Flânant dans les rues de Rabat, j’ai trouvé par hasard chez un bouquiniste un récit dans une édition récente en anglais, le journal de voyage d’un Hollandais, publié en 1668, traduit peu après en français et en allemand, puis à partir du texte français en anglais, et plus tard publié, au XXe siècle, en flamand, en coréen et en japonais (1). Cet opuscule a voyagé, selon un itinéraire mystérieux. Quant au récit lui-même, il a longtemps circulé à travers les langues, en plus de trois siècles, comme une trace posthume qui redouble les péripéties du XVIIe siècle. L’histoire, il est vrai, ressemble à celle de beaucoup d’autres, soldats, marins, commerçants, captifs.

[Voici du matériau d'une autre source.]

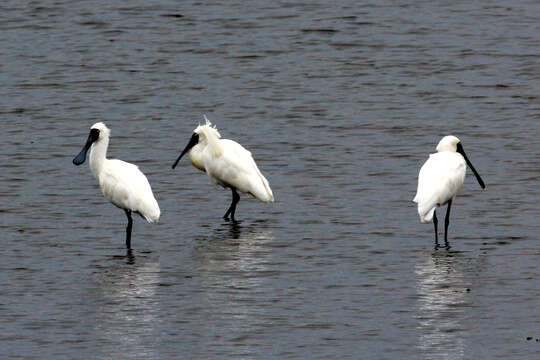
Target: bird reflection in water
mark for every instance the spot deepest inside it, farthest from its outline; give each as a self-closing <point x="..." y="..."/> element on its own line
<point x="442" y="306"/>
<point x="235" y="265"/>
<point x="129" y="309"/>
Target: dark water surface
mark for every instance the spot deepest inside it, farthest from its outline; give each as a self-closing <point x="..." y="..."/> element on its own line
<point x="340" y="103"/>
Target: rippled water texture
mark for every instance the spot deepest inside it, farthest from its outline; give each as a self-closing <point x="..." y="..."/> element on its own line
<point x="340" y="103"/>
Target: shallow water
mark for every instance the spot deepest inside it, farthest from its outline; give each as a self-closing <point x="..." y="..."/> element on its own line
<point x="340" y="104"/>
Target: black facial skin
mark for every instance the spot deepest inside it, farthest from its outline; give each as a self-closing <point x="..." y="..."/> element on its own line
<point x="92" y="137"/>
<point x="192" y="142"/>
<point x="462" y="152"/>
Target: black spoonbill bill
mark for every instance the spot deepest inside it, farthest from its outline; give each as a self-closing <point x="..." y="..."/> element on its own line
<point x="122" y="183"/>
<point x="439" y="180"/>
<point x="227" y="163"/>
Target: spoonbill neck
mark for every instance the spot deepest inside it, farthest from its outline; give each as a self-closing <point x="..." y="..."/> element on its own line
<point x="98" y="155"/>
<point x="212" y="141"/>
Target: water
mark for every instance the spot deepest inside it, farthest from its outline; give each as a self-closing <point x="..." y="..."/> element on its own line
<point x="340" y="103"/>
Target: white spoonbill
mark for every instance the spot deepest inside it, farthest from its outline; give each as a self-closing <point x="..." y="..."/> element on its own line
<point x="122" y="183"/>
<point x="227" y="163"/>
<point x="440" y="179"/>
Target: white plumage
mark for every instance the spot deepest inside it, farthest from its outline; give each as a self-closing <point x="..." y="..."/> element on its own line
<point x="227" y="163"/>
<point x="122" y="183"/>
<point x="440" y="178"/>
<point x="438" y="181"/>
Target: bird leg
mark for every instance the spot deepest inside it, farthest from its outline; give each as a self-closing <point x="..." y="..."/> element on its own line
<point x="232" y="208"/>
<point x="128" y="229"/>
<point x="435" y="222"/>
<point x="446" y="223"/>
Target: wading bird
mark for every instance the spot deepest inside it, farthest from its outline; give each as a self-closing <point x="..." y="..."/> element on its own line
<point x="122" y="183"/>
<point x="439" y="180"/>
<point x="227" y="163"/>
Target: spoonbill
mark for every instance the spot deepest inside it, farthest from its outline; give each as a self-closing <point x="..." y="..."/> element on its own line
<point x="439" y="180"/>
<point x="227" y="163"/>
<point x="122" y="183"/>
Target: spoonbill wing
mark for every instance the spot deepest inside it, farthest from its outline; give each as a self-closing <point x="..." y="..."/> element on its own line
<point x="125" y="186"/>
<point x="236" y="167"/>
<point x="438" y="181"/>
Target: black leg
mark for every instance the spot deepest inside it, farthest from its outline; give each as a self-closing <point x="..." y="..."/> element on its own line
<point x="128" y="229"/>
<point x="435" y="222"/>
<point x="447" y="222"/>
<point x="232" y="208"/>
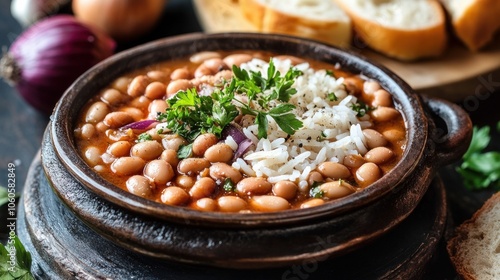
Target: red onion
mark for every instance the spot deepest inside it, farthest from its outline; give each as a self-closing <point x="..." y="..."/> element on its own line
<point x="47" y="58"/>
<point x="140" y="125"/>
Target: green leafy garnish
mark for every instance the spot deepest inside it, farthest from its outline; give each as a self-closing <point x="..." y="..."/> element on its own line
<point x="18" y="268"/>
<point x="228" y="185"/>
<point x="480" y="169"/>
<point x="190" y="115"/>
<point x="143" y="137"/>
<point x="185" y="151"/>
<point x="315" y="190"/>
<point x="361" y="108"/>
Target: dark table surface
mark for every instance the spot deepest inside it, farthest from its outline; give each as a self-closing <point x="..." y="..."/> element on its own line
<point x="22" y="127"/>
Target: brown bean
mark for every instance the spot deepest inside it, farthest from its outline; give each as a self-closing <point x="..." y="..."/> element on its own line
<point x="157" y="75"/>
<point x="383" y="114"/>
<point x="120" y="148"/>
<point x="231" y="204"/>
<point x="170" y="156"/>
<point x="155" y="90"/>
<point x="394" y="134"/>
<point x="114" y="97"/>
<point x="336" y="189"/>
<point x="174" y="86"/>
<point x="140" y="186"/>
<point x="237" y="59"/>
<point x="374" y="138"/>
<point x="87" y="131"/>
<point x="191" y="166"/>
<point x="379" y="155"/>
<point x="269" y="203"/>
<point x="254" y="186"/>
<point x="147" y="150"/>
<point x="136" y="114"/>
<point x="313" y="177"/>
<point x="221" y="171"/>
<point x="203" y="142"/>
<point x="204" y="187"/>
<point x="333" y="170"/>
<point x="382" y="97"/>
<point x="180" y="73"/>
<point x="97" y="112"/>
<point x="156" y="106"/>
<point x="117" y="119"/>
<point x="205" y="204"/>
<point x="219" y="153"/>
<point x="121" y="84"/>
<point x="202" y="56"/>
<point x="285" y="189"/>
<point x="367" y="174"/>
<point x="159" y="171"/>
<point x="141" y="102"/>
<point x="128" y="165"/>
<point x="138" y="86"/>
<point x="185" y="181"/>
<point x="312" y="203"/>
<point x="93" y="155"/>
<point x="353" y="161"/>
<point x="174" y="196"/>
<point x="173" y="143"/>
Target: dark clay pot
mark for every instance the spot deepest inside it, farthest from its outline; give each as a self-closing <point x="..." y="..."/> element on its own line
<point x="438" y="133"/>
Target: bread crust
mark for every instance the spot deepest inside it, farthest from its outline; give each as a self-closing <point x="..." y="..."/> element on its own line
<point x="402" y="44"/>
<point x="462" y="234"/>
<point x="478" y="23"/>
<point x="271" y="20"/>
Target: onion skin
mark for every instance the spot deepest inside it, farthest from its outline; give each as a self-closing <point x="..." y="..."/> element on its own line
<point x="49" y="56"/>
<point x="123" y="20"/>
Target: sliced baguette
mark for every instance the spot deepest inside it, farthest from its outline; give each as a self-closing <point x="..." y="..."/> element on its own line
<point x="405" y="30"/>
<point x="475" y="247"/>
<point x="474" y="22"/>
<point x="321" y="20"/>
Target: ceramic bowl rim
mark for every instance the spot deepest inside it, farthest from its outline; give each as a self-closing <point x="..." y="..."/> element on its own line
<point x="65" y="113"/>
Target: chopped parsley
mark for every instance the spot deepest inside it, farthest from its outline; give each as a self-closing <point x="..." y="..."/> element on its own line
<point x="361" y="108"/>
<point x="481" y="169"/>
<point x="190" y="115"/>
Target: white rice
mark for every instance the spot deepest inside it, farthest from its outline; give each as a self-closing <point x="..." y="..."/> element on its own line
<point x="331" y="130"/>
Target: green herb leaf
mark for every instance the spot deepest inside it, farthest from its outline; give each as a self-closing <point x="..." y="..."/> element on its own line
<point x="22" y="268"/>
<point x="480" y="169"/>
<point x="185" y="151"/>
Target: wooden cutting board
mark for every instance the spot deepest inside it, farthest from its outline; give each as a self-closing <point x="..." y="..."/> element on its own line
<point x="456" y="75"/>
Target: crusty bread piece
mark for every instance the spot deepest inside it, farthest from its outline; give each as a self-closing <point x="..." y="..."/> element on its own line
<point x="402" y="29"/>
<point x="321" y="20"/>
<point x="475" y="247"/>
<point x="475" y="22"/>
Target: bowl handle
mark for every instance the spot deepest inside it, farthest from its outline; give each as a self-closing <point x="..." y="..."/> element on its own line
<point x="452" y="131"/>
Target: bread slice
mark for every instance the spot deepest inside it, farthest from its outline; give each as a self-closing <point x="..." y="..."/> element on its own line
<point x="320" y="20"/>
<point x="402" y="29"/>
<point x="475" y="246"/>
<point x="475" y="22"/>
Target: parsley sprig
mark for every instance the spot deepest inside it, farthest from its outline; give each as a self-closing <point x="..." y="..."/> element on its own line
<point x="480" y="169"/>
<point x="190" y="115"/>
<point x="22" y="268"/>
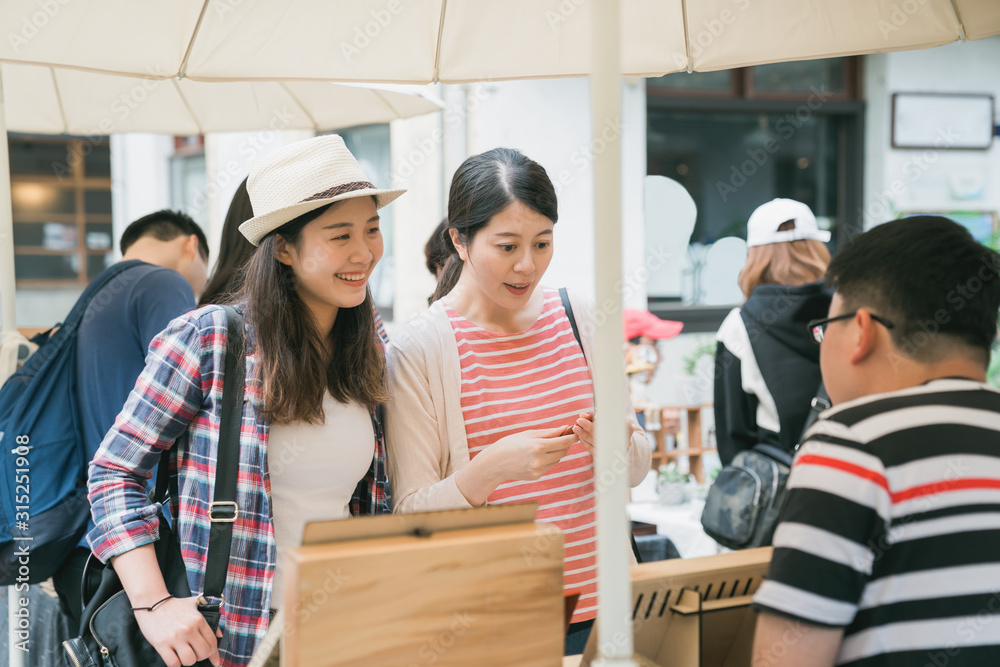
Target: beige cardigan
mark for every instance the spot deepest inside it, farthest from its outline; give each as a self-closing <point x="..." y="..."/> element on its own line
<point x="425" y="429"/>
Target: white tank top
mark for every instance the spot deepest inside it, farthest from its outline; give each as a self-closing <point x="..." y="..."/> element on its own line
<point x="314" y="469"/>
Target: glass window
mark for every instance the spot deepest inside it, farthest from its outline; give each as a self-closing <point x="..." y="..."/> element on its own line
<point x="97" y="202"/>
<point x="42" y="198"/>
<point x="62" y="211"/>
<point x="801" y="77"/>
<point x="730" y="163"/>
<point x="47" y="267"/>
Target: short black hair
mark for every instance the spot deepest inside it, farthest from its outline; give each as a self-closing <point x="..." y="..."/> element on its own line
<point x="165" y="225"/>
<point x="928" y="276"/>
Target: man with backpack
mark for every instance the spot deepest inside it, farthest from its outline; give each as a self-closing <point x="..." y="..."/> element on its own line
<point x="163" y="271"/>
<point x="887" y="551"/>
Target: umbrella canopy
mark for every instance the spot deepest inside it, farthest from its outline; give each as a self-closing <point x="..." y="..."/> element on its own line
<point x="475" y="40"/>
<point x="463" y="40"/>
<point x="45" y="100"/>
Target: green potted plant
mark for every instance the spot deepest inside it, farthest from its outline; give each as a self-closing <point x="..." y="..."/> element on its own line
<point x="672" y="485"/>
<point x="697" y="373"/>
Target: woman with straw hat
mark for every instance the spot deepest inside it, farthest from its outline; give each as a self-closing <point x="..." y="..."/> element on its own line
<point x="311" y="445"/>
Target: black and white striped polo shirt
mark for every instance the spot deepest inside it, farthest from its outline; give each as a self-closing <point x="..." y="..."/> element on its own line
<point x="891" y="528"/>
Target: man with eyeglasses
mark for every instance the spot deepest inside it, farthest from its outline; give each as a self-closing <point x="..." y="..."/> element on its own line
<point x="888" y="548"/>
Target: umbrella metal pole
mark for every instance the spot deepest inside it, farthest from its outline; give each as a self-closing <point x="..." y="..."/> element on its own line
<point x="614" y="583"/>
<point x="7" y="292"/>
<point x="15" y="656"/>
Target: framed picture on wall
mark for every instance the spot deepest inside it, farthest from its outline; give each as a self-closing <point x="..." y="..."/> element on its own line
<point x="984" y="225"/>
<point x="942" y="121"/>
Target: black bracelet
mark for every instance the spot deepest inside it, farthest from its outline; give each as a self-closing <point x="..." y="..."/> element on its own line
<point x="154" y="606"/>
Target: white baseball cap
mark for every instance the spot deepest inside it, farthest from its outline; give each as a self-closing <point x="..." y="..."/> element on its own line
<point x="762" y="228"/>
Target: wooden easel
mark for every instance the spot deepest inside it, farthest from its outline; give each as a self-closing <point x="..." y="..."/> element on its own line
<point x="468" y="587"/>
<point x="694" y="612"/>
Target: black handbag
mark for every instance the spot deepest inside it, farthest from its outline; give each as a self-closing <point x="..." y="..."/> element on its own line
<point x="109" y="634"/>
<point x="744" y="503"/>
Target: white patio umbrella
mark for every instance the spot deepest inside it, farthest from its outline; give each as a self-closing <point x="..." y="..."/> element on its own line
<point x="48" y="100"/>
<point x="452" y="41"/>
<point x="475" y="40"/>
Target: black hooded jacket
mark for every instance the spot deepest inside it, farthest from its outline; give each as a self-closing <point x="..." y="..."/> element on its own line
<point x="767" y="368"/>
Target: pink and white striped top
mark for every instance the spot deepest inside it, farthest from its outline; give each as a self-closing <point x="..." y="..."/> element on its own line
<point x="536" y="379"/>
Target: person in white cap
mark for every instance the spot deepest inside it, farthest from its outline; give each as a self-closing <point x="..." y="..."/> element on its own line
<point x="767" y="366"/>
<point x="311" y="446"/>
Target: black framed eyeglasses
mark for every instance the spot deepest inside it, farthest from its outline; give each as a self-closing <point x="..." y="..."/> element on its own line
<point x="818" y="327"/>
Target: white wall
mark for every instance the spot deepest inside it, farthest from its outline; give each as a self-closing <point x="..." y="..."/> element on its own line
<point x="906" y="180"/>
<point x="229" y="156"/>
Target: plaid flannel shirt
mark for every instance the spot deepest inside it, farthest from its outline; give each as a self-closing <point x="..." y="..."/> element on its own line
<point x="177" y="403"/>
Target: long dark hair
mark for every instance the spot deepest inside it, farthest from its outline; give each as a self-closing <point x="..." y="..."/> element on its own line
<point x="485" y="185"/>
<point x="234" y="251"/>
<point x="295" y="365"/>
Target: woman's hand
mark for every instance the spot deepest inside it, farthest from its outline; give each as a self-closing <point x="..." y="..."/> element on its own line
<point x="522" y="456"/>
<point x="179" y="633"/>
<point x="584" y="430"/>
<point x="530" y="454"/>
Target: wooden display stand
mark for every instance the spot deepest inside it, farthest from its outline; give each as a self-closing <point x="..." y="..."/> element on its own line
<point x="694" y="449"/>
<point x="468" y="587"/>
<point x="694" y="612"/>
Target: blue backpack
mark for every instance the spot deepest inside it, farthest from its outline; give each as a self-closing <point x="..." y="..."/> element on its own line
<point x="43" y="471"/>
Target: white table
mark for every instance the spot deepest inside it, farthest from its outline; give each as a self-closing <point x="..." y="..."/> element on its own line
<point x="681" y="523"/>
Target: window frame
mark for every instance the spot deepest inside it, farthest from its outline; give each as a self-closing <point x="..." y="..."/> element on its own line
<point x="76" y="180"/>
<point x="743" y="99"/>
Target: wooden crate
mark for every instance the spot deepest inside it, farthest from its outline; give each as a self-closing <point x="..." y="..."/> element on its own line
<point x="694" y="612"/>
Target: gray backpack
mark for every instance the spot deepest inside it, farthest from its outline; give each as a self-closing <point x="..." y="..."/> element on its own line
<point x="742" y="508"/>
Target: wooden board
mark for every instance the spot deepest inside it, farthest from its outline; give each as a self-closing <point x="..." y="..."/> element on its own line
<point x="388" y="525"/>
<point x="477" y="596"/>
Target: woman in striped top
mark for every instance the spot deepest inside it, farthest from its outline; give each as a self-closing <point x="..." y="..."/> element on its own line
<point x="492" y="397"/>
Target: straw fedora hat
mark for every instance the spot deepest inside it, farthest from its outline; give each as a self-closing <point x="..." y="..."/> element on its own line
<point x="302" y="177"/>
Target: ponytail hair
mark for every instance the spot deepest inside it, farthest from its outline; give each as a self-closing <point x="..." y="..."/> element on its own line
<point x="483" y="186"/>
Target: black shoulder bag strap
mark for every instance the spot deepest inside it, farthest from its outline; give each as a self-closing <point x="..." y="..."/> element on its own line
<point x="568" y="307"/>
<point x="223" y="510"/>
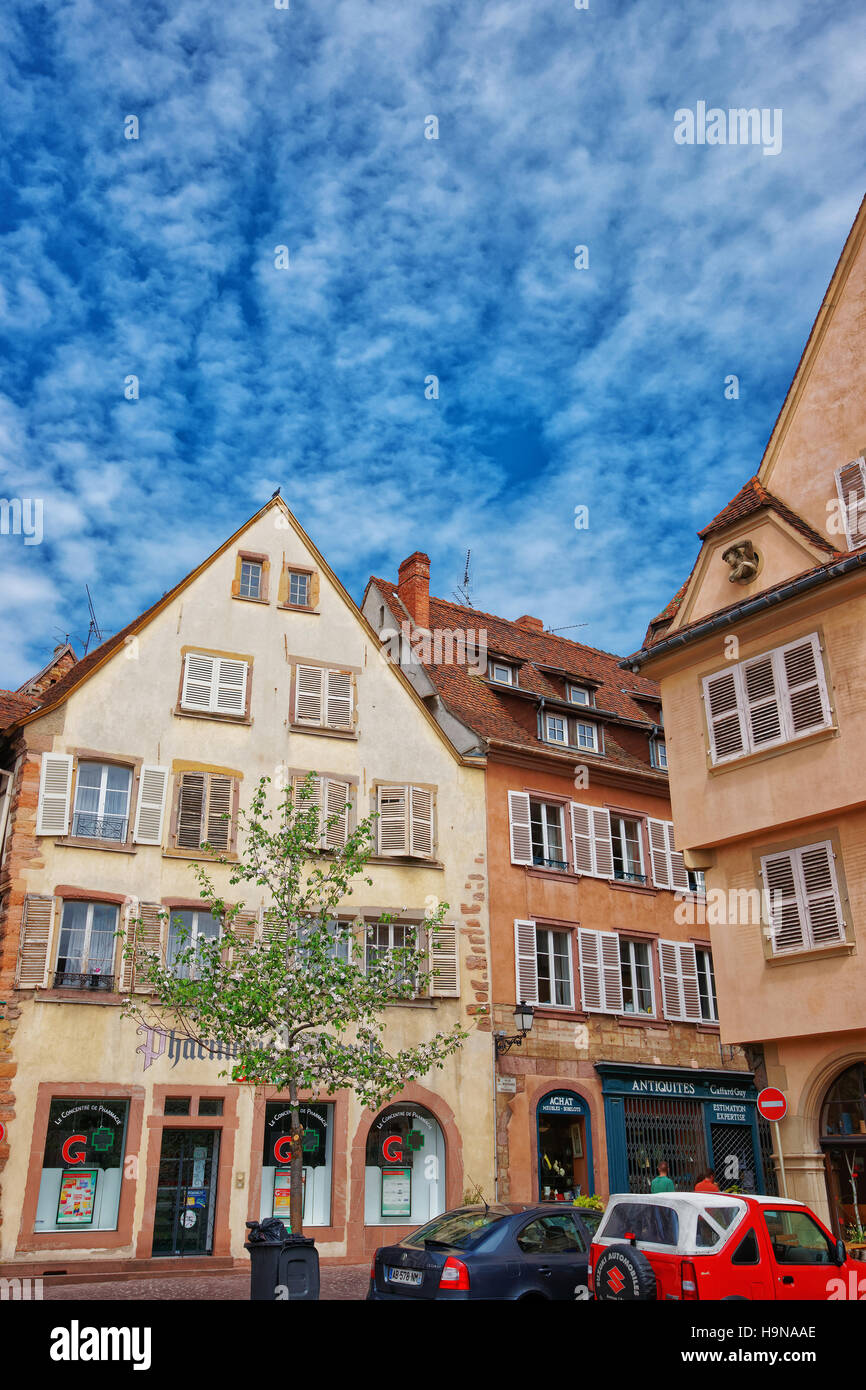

Celle-ci renvoie à l’arrivée de Hollandais du XVIIe siècle en Corée dans la phase d’expansion commerciale et maritime qui les a amenés en Asie.
Le peintre de Delft
Un historien canadien, spécialiste de l’histoire de la Chine (2), raconte comment il a découvert la ville hollandaise de Delft, où vécut le grand peintre Jan Vermeer (1632-1675). Celui-ci ne laisse pas une œuvre immense : trente-cinq toiles, sans compter une qui fut volée, dispersées dans dix-sept musées, de New York à Berlin. Mais une passion pour ce géant, une attention soutenue à ses tableaux jusqu’au moindre détail, un art de la description et du récit servi par un sens de l’effet inattendu et un vrai bonheur de l’écriture à laquelle ne manquent ni la verve, ni le clin d’œil adressé au lecteur, ni le talent évident de la traductrice font de ce livre une initiation à ce que l’on a appelé la mondialisation.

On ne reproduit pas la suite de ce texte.